Awesome John

Yanlış hatırlamıyorsam ya 2010 ya da 2011 yılındaydı. O seneler rahatsızlığım yüzünden çok sık Türkiye’ye gidip gelmem gerekti.

Yine o sıkıntılı yolculukların birinde, İstanbul’da anadolu yakasındaki bir alışveriş merkezinde zaman öldürmek zorunda kaldığımızda gördüm onu.

Masadan kalktım ve çay siparişi vermek için fast foodculardan birine doğru yanaştım. Üzerimde eşimin New York’taki NBA mağazasından aldığı ama sadece çok dikkatli bakan birinin New York yazısını görebileceği çok basit bir t-shirt vardı.

Tam siparişi verecekken önümdeki kolsuz bir t-shirt giymiş iri kıyım adam bana doğru döndü. Bana o herkesten farklı Türkçesiyle “orası benim köyüm” dedi. Karşımda efsane Asım Can Gündüz vardı. Ben tabii ki onu hemen tanıdım.

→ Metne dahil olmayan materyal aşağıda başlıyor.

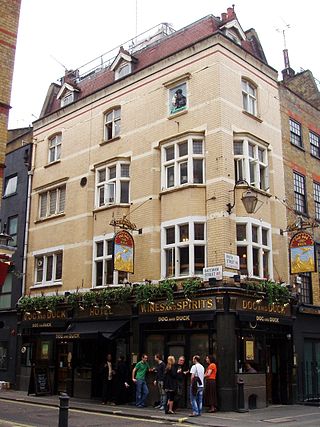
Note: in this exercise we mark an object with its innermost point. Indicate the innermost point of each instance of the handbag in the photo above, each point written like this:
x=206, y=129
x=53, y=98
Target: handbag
x=194, y=384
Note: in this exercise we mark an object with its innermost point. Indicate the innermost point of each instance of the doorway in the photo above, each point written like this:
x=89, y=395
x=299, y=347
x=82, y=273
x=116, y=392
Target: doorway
x=64, y=367
x=311, y=370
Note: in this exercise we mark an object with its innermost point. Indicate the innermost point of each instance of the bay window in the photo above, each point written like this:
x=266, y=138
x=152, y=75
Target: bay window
x=254, y=248
x=183, y=162
x=183, y=247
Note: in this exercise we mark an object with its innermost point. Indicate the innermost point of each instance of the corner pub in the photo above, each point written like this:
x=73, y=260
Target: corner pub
x=225, y=321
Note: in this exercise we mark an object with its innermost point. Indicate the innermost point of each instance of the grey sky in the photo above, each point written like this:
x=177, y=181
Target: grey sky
x=77, y=31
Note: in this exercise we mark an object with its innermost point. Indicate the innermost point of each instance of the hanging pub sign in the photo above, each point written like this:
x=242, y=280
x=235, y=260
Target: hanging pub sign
x=302, y=253
x=123, y=251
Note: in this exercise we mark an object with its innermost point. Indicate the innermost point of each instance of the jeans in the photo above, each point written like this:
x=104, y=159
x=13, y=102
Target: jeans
x=196, y=401
x=162, y=394
x=142, y=392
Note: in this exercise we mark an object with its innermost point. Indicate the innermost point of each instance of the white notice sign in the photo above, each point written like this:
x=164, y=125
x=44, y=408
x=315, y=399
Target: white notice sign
x=232, y=261
x=215, y=272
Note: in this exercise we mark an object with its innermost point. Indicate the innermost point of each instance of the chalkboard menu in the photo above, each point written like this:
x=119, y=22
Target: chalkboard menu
x=39, y=383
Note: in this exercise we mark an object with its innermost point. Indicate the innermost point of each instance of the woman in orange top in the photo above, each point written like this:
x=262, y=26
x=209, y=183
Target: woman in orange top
x=210, y=391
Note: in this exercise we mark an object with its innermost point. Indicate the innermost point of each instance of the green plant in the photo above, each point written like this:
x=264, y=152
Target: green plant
x=191, y=286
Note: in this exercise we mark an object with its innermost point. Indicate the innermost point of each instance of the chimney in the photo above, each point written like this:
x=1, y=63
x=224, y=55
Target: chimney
x=230, y=12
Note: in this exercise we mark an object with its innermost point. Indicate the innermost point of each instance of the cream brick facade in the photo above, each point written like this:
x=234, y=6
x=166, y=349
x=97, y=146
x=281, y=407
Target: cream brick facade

Normalde en olmadık durumlarda cevabı yapıştırırım ama o an onu orda görmenin şaşkınlığıyla ne dediğini anlamaya çalışarak  suratına salak salak baktım herhalde ki bana tekrar “Orası benim köyüm” dedi. İkinci kere söyleyince New York’tan bahsettiğini bu sefer anladım ve ona şu korkunç cevabı verdim. “Hiç köy olur mu baba”.

Anında toparlamaya çalışıp daha da saçmalayarak “Asım Can Gündüz efsane var mı yeni bir şeyler?” diye sordum. Delikanlının hası olduğunu kanıtlayan kibarlıkla “Yeni projeler var tvde yeni bir şeyle yapacağım” dedi. Birinin onu tanıması ve ilgi göstermesi sanki hoşuna gitti.

Çaylar elimde masaya dönerken – kafamda yalnız ve güzel ülkem sen ne acayip bir yersin, senin gibi bir efsane daha farklı bir şeyler yapıyor mu olmalıydı, bu olanlar gerçek miydi lan, vs vs gibi saçma sapan bir sürü düşünce tam da ne düşündüğümü  bilemeden dönerken – yanımdaki Sarp’ın “Kimdi lan bu? Adını bir türlü hatırlayamadım” diyen sesiyle dünyaya geri ışınlandım.

Bugün internet sitelerinde ölüm haberini görünce tekrar yad etmek istedim delikanlı efsane abimizi.